Fujifilm X-T10 vs Leica M8
The Fujifilm X-T10 and the Leica M8 are two digital cameras that were revealed to the public, respectively, in May 2015 and September 2006. The X-T10 is a mirrorless interchangeable lens camera, while the M8 is a rangefinder-style mirrorless. The cameras are based on an APS-C (X-T10) and an APS-H (M8) sensor. The Fujifilm has a resolution of 16 megapixels, whereas the Leica provides 10.4 MP.
Below is an overview of the main specs of the two cameras as a starting point for the comparison.

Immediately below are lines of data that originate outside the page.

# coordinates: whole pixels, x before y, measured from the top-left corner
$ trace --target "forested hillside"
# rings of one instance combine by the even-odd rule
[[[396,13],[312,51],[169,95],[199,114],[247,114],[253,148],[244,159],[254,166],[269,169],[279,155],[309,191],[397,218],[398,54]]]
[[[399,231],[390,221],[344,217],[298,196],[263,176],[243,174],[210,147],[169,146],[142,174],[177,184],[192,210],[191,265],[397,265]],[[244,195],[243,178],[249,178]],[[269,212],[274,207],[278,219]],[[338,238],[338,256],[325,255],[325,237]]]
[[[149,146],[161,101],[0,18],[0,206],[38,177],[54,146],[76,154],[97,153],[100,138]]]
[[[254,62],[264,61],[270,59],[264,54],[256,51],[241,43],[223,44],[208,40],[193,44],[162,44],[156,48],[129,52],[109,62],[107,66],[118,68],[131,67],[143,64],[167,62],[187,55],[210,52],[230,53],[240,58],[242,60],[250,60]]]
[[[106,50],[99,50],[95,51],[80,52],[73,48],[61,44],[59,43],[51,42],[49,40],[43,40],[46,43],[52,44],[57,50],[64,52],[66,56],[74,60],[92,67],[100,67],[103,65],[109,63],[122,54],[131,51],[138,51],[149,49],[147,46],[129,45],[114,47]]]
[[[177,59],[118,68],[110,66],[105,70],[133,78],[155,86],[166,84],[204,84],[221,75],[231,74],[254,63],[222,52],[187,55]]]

|Fujifilm X-T10||Leica M8|
|Mirrorless system camera||Rangefinder camera|
|Fujifilm X mount lenses||Leica M mount lenses|
|16 MP, APS-C Sensor||10.4 MP, APS-H Sensor|
|1080/60p Video||no Video|
|ISO 200-6,400 (100 - 51,200)||ISO 160-2,500|
|Electronic viewfinder (2360k dots)||Optical viewfinder|
|3.0 LCD, 920k dots||2.5 LCD, 230k dots|
|Tilting screen (no touchscreen)||Fixed screen (not touch-sensitive)|
|8 shutter flaps per second||2 shutter flaps per second|
|118 x 83 x 41 mm, 381 g||139 x 80 x 37 mm, 591 g|
Going beyond this snapshot of core features and characteristics, what are the differences between the Fujifilm X-T10 and the Leica M8? Which one should you buy? Read on to find out how these two cameras compare with respect to their body size, their imaging sensors, their shooting features, their input-output connections, and their reception by expert reviewers.

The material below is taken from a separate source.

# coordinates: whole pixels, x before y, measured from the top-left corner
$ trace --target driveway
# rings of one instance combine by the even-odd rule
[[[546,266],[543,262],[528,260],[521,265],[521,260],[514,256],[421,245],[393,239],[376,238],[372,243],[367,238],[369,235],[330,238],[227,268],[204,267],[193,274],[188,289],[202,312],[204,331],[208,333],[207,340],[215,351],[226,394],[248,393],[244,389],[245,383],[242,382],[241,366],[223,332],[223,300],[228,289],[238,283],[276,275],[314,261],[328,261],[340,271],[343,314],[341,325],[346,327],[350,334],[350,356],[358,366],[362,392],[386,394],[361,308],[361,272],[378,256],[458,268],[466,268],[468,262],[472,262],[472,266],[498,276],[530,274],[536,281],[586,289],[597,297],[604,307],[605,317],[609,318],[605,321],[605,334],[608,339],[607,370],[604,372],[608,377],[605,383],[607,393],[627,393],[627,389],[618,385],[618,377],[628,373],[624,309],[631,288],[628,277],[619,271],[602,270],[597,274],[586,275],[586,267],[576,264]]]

The physical size and weight of the Fujifilm X-T10 and the Leica M8 are illustrated in the side-by-side display below. The two cameras are presented according to their relative size. Three successive views from the front, the top, and the rear are shown. All width, height and depth measures are rounded to the nearest millimeter.

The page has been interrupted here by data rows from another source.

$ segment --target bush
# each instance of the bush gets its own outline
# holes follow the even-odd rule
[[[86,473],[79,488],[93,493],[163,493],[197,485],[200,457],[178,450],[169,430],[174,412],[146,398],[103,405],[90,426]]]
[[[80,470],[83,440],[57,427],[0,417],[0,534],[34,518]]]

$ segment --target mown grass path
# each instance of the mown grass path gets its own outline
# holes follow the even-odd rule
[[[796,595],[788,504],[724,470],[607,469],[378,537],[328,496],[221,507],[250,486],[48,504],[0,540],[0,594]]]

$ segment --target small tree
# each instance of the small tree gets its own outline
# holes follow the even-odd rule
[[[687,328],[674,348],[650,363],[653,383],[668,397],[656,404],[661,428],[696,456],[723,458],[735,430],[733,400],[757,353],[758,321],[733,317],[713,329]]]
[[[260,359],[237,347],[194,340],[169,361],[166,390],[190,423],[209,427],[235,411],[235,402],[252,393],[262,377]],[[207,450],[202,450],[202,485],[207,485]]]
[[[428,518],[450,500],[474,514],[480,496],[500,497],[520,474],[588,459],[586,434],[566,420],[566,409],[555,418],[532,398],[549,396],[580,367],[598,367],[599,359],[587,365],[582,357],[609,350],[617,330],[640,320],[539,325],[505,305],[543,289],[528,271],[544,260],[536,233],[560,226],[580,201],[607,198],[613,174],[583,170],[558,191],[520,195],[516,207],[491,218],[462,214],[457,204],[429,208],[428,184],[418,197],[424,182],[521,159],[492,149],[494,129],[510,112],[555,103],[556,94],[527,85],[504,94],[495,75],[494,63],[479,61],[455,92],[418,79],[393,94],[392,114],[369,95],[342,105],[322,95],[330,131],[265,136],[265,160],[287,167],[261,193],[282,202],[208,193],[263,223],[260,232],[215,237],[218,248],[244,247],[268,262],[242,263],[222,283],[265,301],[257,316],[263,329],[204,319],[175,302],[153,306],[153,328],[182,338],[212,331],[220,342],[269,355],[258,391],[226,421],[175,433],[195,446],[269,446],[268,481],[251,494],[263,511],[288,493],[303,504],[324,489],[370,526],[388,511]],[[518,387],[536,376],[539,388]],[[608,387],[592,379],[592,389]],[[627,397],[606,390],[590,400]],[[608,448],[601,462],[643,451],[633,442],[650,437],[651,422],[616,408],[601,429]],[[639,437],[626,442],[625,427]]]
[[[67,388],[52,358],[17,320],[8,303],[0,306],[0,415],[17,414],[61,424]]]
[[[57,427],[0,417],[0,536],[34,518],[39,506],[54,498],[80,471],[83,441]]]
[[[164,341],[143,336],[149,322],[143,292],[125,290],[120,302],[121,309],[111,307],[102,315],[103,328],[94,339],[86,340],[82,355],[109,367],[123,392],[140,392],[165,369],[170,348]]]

Both cameras are available in two different colors (black, silver).
If the front view area (width x height) of the cameras is taken as an aggregate measure of their size, the Leica M8 is notably larger (14 percent) than the Fujifilm X-T10. Moreover, the M8 is substantially heavier (55 percent) than the X-T10. In this context, it is worth noting that neither the X-T10 nor the M8 are weather-sealed.
The above size and weight comparisons are to some extent incomplete since they do not consider the interchangeable lenses that both of these cameras require. A larger imaging sensor will tend to go along with bigger and heavier lenses, although exceptions exist. You can compare the optics available for the two cameras in the Fujinon X Lens Catalog (X-T10) and the Leica M Lens Catalog (M8).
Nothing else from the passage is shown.